If you save the documents as Web pages, you end up with a bunch of files that are only going to be used temporarily. What I’ve discovered is that if you copy the content from Word and paste it into FrontPage, all the formatting is retained. Then you can switch to the HTML view of the page and copy out the HTML.
You’ll still be stuck with all the MS Word bloated markup, but it’s relatively easy to remove those with some simple regex.

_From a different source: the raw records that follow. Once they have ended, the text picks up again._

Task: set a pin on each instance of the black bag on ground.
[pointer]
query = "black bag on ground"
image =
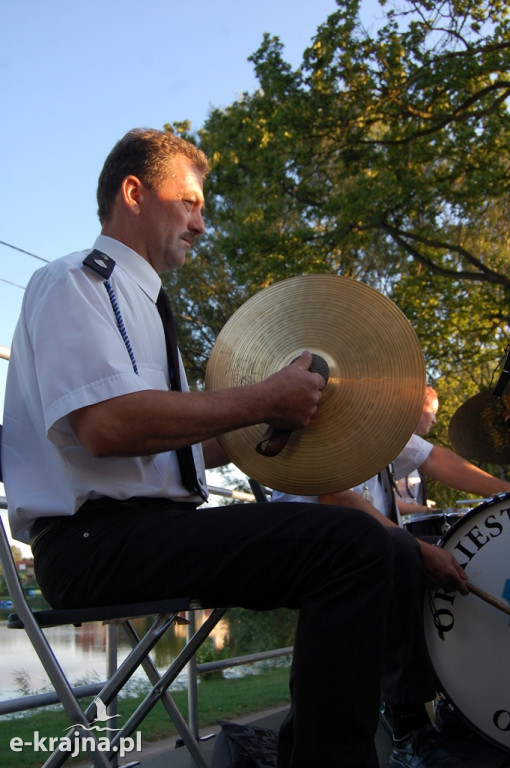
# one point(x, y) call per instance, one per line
point(244, 746)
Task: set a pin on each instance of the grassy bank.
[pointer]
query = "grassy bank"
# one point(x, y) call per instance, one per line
point(219, 699)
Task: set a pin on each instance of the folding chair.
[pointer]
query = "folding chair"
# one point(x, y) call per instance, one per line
point(166, 613)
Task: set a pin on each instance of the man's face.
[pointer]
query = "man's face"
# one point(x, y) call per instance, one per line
point(428, 416)
point(171, 216)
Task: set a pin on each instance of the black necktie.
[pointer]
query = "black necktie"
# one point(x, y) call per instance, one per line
point(386, 481)
point(184, 455)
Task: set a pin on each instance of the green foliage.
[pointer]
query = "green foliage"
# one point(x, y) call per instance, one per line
point(385, 157)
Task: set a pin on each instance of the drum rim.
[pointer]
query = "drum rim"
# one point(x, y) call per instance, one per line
point(496, 499)
point(468, 515)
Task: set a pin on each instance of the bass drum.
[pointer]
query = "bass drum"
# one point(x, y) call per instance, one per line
point(469, 639)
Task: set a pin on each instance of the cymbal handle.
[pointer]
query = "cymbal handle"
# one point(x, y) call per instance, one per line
point(274, 440)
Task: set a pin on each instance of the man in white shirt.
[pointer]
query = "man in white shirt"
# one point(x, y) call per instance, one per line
point(408, 678)
point(104, 453)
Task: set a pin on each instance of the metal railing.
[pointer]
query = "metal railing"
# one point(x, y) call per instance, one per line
point(35, 701)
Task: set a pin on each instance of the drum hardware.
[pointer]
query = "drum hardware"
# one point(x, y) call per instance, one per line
point(373, 397)
point(430, 523)
point(488, 598)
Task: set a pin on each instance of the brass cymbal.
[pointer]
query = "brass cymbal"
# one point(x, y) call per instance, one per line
point(373, 397)
point(480, 429)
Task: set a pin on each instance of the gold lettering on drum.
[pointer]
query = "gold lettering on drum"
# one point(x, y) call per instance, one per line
point(443, 617)
point(475, 537)
point(501, 719)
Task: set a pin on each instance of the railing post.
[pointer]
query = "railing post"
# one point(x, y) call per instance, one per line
point(192, 679)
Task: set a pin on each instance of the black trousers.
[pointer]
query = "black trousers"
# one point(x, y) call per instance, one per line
point(334, 564)
point(408, 677)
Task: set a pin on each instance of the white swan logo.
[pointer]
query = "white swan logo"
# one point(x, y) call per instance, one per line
point(102, 716)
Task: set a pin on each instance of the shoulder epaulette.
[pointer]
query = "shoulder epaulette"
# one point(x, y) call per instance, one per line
point(100, 263)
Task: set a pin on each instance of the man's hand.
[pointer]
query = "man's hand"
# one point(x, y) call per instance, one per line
point(293, 394)
point(442, 569)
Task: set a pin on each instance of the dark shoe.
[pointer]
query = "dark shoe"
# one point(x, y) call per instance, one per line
point(422, 749)
point(448, 723)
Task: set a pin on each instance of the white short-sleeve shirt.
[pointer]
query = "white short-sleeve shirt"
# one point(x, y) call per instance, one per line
point(67, 352)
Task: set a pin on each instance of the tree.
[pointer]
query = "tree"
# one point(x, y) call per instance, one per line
point(385, 156)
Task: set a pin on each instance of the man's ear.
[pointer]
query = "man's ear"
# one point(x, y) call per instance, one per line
point(132, 193)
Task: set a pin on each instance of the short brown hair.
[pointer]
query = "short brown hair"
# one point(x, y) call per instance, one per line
point(144, 153)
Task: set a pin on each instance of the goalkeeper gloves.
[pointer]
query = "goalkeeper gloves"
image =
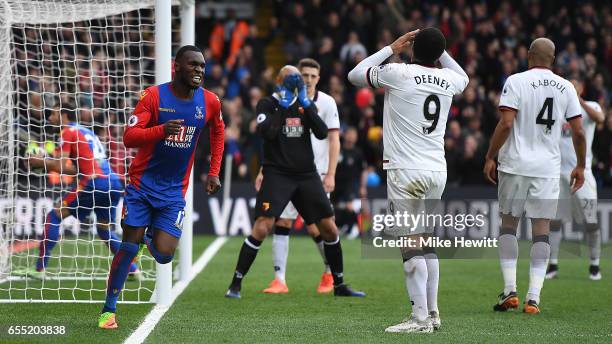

Sorry, forgot the URL: http://textism.com/resources/cleanwordhtml/
The new version of Dreamweaver (which completely rocks), has some kind of crazy support for importing content from Office documents. http://www.macromedia.com/software/dreamweaver/productinfo/features/static_tour/files/index.html#02
You're right Josh. The Word/Excel stuff was one of my favorite additions to Dreamweaver MX 04. Works really well. Now I don't have to cringe every time a client goes Office crazy. So now FrontPage is back to useless :)
I just grabbed a trial copy of Dreamweaver MX 04. The Office import feature works like a dream and is alone worth the price of the software. If you use it, it's easy to reformat a client's copy in Word and then paste it into Dreamweaver. Going through and replacing double paragraph breaks and setting heading styles is easier if you do that part in Word and then copy the text into Dreamweaver.
Granted, FP is basically useless - but for those who don't want to spring for the new MX suite (well worth it!!) an even easier way to get the data into FP without the copy/paste business, and yields slightly cleaner code is to use the Insert> File command. Change the file type to .doc, browse and voila!
This discussion has been closed.
Steven Garrity
September 20, 2003 8:18 PM
Dean Allen's Word HTML Cleaner is also helpful for going form Word to HTML. Save as HTML from Word, then send that crazy markup through Allen's parser. The end result isn't bad at all.